We used to do kooky & unconventional things in spectrum policy. It's why we led the wireless world. But @FCC retreats in 3.5 GHz band. Sad.— Jessica Rosenworcel (@JRosenworcel) October 24, 2017
In adopting the NPRM, the commission seeks comment on longer PAL license terms with the possibility of renewal, the larger geographic license areas and modifications to the rules governing license auctions, secondary market transactions and certain technical criteria.
CTIA and T-Mobile had filed petitions in June asking for specific rule changes, arguing that they were necessary in part to keep the U.S. competitive in 5G. The majority of the commission concurred, saying the rule changes will facilitate the implementation of 5G networks in the 3.5 GHz band and accelerate deployment of a new generation of wireless technologies.
"Today the FCC took another important step forward to enhance American competitiveness in the race to deploy next generation networks,” said Robert M. McDowell, chief public policy advisor for Mobile Future, in a statement. “The modest modifications the Commission is proposing in the 3.5 GHz band are critical for incentivizing investment and providing crucial economies of scale that are essential for rural deployment. Mobile Future thanks Commissioner O’Rielly and Chairman Pai for their leadership to ensure that this band is a platform for innovation—and that this novel approach to spectrum management is successful.”
Others were not happy, noting that more than 200 experimental authorizations already have been granted and protocols regarding operations, interoperability, security and device testing have already begun.
"Consumer advocates and rural broadband providers are concerned the FCC will rewrite the rules to make licenses affordable for only the largest mobile carriers and thereby deny spectrum access to thousands of other companies,” said Michael Calabrese, director of the Wireless Future Project at New America’s Open Technology Institute (OTI). “America's future 5G ecosystem will be less robust and competitive if the FCC rigs the auction to benefit a single big carrier business model.”

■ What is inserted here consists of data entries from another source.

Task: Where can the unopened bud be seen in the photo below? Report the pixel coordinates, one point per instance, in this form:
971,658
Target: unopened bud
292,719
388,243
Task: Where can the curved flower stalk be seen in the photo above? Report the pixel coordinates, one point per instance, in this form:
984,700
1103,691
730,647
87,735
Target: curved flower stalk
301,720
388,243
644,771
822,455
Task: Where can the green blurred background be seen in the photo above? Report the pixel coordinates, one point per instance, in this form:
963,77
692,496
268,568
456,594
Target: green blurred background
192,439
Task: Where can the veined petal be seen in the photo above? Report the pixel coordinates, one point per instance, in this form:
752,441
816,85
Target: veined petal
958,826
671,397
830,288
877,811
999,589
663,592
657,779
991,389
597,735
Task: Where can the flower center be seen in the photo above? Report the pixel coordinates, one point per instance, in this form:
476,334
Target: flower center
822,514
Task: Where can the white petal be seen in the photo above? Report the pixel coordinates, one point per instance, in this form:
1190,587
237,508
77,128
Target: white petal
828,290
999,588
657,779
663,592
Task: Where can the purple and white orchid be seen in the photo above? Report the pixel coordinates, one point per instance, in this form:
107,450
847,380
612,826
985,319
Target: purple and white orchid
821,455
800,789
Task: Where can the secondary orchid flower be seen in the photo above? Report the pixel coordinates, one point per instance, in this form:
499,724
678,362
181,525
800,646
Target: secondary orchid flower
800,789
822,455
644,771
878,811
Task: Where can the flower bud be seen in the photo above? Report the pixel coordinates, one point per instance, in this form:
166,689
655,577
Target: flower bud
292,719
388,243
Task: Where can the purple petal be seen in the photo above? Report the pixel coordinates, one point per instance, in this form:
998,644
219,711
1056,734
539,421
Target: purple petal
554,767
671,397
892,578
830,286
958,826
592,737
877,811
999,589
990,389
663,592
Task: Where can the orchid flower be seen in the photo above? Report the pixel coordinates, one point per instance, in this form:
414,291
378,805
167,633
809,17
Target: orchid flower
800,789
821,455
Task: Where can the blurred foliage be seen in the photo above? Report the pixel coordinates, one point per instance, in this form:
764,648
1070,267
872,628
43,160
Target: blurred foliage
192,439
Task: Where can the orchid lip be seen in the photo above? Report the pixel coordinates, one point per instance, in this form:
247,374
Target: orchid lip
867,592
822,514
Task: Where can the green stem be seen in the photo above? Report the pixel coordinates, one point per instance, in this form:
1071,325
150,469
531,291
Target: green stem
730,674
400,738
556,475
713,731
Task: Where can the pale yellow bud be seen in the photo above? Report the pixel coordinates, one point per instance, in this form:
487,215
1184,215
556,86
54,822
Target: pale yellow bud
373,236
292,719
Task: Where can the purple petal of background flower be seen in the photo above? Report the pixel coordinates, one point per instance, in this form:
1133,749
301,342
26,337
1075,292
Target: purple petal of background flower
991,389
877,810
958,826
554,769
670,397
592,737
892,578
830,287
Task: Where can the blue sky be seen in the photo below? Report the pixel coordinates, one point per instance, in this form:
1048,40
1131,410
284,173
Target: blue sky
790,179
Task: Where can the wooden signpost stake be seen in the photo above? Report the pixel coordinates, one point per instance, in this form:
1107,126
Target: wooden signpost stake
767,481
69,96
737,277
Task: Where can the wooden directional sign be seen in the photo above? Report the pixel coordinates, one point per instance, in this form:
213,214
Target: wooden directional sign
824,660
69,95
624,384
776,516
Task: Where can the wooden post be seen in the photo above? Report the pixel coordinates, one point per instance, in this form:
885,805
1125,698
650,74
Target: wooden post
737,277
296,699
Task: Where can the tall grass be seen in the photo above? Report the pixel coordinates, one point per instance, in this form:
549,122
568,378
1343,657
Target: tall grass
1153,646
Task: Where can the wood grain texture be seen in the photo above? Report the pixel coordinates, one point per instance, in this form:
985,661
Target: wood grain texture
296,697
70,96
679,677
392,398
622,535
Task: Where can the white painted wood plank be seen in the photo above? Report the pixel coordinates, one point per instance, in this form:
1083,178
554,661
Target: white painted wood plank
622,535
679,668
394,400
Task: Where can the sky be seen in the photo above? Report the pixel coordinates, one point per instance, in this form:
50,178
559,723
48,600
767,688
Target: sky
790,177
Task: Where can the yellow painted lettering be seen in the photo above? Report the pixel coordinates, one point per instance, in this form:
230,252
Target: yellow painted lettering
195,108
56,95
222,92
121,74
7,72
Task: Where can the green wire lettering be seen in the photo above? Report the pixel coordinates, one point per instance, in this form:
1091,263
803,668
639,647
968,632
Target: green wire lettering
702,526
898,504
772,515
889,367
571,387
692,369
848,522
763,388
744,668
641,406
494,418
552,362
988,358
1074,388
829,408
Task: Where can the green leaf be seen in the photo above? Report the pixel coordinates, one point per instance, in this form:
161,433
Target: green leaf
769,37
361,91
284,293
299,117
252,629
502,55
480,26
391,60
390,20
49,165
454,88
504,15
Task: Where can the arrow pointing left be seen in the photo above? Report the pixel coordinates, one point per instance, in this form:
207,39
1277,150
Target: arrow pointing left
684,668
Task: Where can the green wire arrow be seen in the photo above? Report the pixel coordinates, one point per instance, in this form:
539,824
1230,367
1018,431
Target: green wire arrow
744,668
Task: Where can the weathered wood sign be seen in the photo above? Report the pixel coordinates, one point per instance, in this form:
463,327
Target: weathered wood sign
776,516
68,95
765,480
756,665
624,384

OTI applauded Commissioner Clyburn for convincing her GOP colleagues not to “pre-judge whether licensing areas should remain small or so large that they are only affordable for the largest mobile carriers.” The group also said it agrees with Commissioner Rosenworcel that the FCC’s “current, innovative rules are a policy that will create a far more robust and globally competitive 5G ecosystem, just as Wi-Fi has enriched America’s current 4G ecosystem.”